Hi,
We're experiencing a strange behaviour with multicast igmp using udpcast. - sender (quite old 20081213) is running on a Linux SLES 11 64 bit on a VMware ESX guest - receivers (same version) are running on WinPE 2.0 x86 computers. - sender and receivers are on the same vlan
This use to work amazingly well until for some reasons (correcting a bug actually), there was a firmware update on a 10GB Dell switch where the blade server is running all the VMware VMs.
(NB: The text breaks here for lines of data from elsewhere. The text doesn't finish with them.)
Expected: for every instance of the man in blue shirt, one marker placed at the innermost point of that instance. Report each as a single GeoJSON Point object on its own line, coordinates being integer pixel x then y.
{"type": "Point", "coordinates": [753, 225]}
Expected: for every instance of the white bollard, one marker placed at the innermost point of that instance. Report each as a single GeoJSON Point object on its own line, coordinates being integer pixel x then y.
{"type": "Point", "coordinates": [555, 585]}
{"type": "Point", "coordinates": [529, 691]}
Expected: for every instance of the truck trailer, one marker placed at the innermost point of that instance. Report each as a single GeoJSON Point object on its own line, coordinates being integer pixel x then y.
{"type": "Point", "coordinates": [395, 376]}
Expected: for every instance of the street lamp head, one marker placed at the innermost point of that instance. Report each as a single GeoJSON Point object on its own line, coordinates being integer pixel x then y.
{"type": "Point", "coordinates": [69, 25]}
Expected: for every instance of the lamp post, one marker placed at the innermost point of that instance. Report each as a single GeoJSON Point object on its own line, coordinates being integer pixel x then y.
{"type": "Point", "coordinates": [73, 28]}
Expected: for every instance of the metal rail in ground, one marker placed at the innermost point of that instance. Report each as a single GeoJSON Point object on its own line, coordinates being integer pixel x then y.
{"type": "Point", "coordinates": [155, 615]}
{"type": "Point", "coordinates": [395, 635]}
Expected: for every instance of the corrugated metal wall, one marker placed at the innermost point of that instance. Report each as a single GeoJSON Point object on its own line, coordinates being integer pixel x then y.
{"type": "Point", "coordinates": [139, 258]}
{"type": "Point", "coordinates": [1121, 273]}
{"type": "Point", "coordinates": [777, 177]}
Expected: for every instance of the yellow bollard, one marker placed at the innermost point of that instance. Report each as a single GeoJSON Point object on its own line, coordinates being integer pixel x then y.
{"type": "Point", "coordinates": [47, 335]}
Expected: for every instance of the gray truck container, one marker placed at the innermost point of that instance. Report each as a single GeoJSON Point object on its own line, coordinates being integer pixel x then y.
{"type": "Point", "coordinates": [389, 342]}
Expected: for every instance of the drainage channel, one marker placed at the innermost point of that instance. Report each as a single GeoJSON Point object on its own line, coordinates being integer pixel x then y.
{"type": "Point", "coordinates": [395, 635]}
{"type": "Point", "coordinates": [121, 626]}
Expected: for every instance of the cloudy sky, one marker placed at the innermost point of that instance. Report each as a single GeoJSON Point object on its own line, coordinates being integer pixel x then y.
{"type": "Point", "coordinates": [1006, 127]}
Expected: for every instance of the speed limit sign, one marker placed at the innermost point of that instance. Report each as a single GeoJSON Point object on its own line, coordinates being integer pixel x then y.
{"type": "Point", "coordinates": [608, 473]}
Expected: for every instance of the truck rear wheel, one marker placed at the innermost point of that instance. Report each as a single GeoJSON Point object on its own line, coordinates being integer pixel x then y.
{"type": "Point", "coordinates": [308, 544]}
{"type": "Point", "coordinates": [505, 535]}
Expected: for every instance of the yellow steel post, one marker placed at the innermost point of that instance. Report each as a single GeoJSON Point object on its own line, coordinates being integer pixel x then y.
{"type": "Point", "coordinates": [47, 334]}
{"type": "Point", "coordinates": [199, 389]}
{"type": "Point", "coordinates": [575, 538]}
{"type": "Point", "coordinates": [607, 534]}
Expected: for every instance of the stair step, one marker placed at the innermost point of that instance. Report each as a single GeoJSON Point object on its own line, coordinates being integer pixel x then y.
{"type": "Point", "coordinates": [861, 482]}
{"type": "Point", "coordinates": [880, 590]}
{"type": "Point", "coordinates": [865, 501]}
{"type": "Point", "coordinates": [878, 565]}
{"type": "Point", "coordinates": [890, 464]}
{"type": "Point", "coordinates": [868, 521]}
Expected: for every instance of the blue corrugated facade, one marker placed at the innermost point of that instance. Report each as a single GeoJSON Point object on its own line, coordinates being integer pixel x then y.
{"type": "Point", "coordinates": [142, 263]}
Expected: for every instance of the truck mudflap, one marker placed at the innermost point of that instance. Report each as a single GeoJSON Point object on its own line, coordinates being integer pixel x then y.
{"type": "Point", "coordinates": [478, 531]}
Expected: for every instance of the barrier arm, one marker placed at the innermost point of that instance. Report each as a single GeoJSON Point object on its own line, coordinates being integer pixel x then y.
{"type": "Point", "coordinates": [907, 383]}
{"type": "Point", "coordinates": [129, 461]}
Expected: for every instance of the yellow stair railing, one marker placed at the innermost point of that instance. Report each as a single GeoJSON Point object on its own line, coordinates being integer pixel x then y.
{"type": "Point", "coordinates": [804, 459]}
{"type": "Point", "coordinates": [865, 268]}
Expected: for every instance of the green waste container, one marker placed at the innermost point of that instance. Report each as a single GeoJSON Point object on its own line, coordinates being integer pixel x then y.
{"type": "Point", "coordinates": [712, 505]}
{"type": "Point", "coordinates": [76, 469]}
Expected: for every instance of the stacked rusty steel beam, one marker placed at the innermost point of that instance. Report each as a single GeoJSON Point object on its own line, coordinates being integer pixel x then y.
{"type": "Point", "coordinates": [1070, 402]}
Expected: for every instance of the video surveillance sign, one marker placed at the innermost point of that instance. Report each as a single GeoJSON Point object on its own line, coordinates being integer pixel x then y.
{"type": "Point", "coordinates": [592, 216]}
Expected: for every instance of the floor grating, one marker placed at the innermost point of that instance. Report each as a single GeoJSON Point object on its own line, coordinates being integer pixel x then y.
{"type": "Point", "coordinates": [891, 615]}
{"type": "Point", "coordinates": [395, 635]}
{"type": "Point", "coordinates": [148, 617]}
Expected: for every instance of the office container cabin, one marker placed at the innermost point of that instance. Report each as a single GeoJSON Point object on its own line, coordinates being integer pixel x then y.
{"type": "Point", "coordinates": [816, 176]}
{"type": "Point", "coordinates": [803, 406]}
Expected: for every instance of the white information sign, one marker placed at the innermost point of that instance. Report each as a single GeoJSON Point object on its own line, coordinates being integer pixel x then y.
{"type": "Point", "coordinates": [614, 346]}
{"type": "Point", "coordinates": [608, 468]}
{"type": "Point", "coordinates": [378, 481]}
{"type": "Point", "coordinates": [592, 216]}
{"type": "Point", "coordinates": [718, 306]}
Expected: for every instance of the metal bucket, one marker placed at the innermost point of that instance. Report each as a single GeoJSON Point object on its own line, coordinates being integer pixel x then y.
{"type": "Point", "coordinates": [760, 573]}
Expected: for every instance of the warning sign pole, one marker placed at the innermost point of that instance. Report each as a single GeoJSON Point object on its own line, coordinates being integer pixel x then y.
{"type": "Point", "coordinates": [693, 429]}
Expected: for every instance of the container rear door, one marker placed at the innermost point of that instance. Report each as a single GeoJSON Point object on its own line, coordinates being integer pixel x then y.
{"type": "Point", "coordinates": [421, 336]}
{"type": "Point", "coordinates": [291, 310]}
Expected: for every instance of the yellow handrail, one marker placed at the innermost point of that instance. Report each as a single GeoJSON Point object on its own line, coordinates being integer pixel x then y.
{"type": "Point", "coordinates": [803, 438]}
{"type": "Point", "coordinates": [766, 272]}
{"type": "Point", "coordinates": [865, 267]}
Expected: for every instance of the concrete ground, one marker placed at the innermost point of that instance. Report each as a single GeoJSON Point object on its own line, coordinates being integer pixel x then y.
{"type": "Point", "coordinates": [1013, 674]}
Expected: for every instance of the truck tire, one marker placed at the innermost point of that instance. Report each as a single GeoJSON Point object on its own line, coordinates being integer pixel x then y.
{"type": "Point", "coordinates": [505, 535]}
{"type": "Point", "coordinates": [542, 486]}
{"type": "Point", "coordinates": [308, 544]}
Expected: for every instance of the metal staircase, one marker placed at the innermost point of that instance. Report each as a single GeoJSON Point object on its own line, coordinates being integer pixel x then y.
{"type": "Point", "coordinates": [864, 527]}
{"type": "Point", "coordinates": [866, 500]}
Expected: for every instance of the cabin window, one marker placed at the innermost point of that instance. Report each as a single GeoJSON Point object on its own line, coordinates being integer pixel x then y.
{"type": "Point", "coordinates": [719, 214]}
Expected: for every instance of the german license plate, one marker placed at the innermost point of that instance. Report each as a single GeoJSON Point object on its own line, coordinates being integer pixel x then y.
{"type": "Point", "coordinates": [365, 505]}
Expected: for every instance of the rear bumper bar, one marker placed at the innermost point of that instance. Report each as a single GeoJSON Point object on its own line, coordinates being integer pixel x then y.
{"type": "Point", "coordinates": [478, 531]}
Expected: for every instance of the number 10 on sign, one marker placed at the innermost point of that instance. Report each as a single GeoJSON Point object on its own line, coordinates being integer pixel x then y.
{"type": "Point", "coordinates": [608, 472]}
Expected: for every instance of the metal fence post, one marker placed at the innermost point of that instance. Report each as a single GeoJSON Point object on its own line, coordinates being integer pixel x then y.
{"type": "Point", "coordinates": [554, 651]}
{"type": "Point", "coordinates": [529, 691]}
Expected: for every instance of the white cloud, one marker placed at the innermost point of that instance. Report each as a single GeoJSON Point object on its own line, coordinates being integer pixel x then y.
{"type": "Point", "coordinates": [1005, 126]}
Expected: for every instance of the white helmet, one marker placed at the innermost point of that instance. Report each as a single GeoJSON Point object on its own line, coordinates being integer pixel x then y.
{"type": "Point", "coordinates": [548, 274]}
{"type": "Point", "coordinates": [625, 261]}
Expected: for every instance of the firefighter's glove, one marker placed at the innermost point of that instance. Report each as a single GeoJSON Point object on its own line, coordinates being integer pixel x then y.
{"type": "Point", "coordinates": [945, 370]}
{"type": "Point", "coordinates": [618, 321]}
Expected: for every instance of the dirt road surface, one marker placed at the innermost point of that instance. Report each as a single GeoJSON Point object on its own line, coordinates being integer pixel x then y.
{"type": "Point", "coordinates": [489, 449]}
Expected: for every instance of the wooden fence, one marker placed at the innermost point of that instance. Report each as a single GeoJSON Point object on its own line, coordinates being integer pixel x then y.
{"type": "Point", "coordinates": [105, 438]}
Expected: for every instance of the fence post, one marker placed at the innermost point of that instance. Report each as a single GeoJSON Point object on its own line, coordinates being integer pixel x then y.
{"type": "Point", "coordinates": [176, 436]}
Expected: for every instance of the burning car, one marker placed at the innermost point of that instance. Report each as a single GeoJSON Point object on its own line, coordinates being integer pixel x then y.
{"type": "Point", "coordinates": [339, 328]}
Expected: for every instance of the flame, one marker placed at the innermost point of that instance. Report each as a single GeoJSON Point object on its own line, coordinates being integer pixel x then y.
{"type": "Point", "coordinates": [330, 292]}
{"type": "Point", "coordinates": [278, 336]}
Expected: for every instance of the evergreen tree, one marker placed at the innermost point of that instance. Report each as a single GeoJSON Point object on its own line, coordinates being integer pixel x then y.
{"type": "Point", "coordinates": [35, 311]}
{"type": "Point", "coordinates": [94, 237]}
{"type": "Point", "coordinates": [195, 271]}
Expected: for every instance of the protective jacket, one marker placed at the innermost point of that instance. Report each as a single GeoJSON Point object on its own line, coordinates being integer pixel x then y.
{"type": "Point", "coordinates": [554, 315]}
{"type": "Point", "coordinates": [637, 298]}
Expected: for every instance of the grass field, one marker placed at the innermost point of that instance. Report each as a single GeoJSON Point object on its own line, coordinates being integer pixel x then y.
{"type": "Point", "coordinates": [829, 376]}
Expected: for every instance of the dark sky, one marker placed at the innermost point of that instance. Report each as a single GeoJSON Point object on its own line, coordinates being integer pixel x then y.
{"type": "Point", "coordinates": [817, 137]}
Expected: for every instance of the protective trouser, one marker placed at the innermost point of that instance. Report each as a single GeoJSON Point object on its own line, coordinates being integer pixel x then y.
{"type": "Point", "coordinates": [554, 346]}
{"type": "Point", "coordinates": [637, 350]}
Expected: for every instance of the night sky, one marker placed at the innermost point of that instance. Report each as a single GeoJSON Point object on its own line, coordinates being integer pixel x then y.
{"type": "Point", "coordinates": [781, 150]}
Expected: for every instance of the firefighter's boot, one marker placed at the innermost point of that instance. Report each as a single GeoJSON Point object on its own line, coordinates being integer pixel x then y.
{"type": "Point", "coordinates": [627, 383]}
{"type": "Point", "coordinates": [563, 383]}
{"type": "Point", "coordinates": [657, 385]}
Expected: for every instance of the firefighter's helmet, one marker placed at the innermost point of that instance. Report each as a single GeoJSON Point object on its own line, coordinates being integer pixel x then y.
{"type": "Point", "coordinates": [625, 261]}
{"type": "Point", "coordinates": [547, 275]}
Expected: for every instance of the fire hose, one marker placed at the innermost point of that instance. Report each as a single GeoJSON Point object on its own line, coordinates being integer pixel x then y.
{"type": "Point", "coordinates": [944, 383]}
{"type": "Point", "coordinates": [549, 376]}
Now it doesn't work anymore: - the CMD_HELLO part woks as espected, and receivers are given their ID and the multicast data adress to join in. - then when the receiver actually sends CMD_GO, receivers don't even see the transfer has yet begun and sender finally quit after the normal timeout with no answer from participants.
It seems clients never receive data sent to the multicast data address. So we made some tests using iperf as a multicast packet generator and rtpqual as a receiver; we could see that rtpqual was able to receive the packets only if we were also running an rtpqual on the machine we were generating the packet with iperf ! Then we made the same test with udp-sender and udp-receiver (2 receivers) and guess what ? it started to work as soon as we started an rtpqual process on the sender side !
we could observe that when rtpqual is not running on the sender machine igmp cuts the tree on the Dell switch and receivers aren't getting the stream anymore.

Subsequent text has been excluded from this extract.